A motor oil with a high-oleic-soybean-oil base just took the next step toward commercialization. The oil, tested on more than one million miles in 100 Las Vegas taxicabs, delivered impressive results in tests by demonstrating the ability to extend the life of engines.
Biosynthetic Technologies, the company that developed this technology for the past 5 years, recently achieved certification from the American Petroleum Institute (API) on a motor oil containing 35 percent of a synthetic ester, called an estolide, made from high oleic soybean oil. This certification is expected to facilitate commercialization of the technology. Farmers and other consumers may see this high-oleic-soybean-oil derived product in stores in as little as two years.
“This is a great example of the innovation brought forward by high oleic soybeans,” says Lewis Bainbridge, farmer from Ethan, South Dakota, and chair of the United Soybean Board’s (USB’s) Oil Action Team. “We have to be patient for these new products to come to the market, but this is certainly an encouraging step in the right direction.”
High oleic soybeans, currently grown in select areas of the United States, produce oil that delivers higher stability in high-heat situations. This characteristic makes this soybean oil more attractive to premium industrial users, such as motor-oil manufacturers. That could result in big demand for U.S. soybeans and added profitability for U.S. soybean farmers.
The API certification verifies the motor oil formulated with the biosynthetic ester passed the rigorous standards required for motor oil use, clearing the way for use by motor oil manufacturers. The soy checkoff funded a project with Biosynthetic Technologies to achieve API certification.
“The motor oil market in the United States is approximately 1 billion gallons per year,” says Greg Blake, of the Irvine, California-based biosynthetic-oil manufacturer. “High oleic soybean based synthetic oils offer superior performance and benefits to the existing synthetic market and we expect that market to continue to grow.”
Motor oils made with the new, high-oleic-soybean-based estolide do not thin out at high temperatures to provide superior engine protection. The estolide also does not evaporate at high temperatures like some petroleum oils, adding yet another benefit to the motor oils. These characteristics offer the potential for longer oil change intervals, as demonstrated in the field tests conducted on taxicabs in Las Vegas.
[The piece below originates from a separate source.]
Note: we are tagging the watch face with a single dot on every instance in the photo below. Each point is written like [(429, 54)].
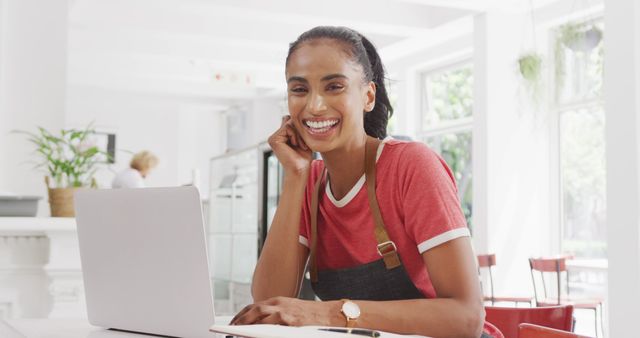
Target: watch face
[(351, 310)]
The 70 farmer-directors of USB oversee the investments of the soy checkoff to maximize profit opportunities for all U.S. soybean farmers. These volunteers invest and leverage checkoff funds to increase the value of U.S. soy meal and oil, to ensure U.S. soybean farmers and their customers have the freedom and infrastructure to operate, and to meet the needs of U.S. soy’s customers. As stipulated in the federal Soybean Promotion, Research and Consumer Information Act, the USDA Agricultural Marketing Service has oversight responsibilities for USB and the soy checkoff.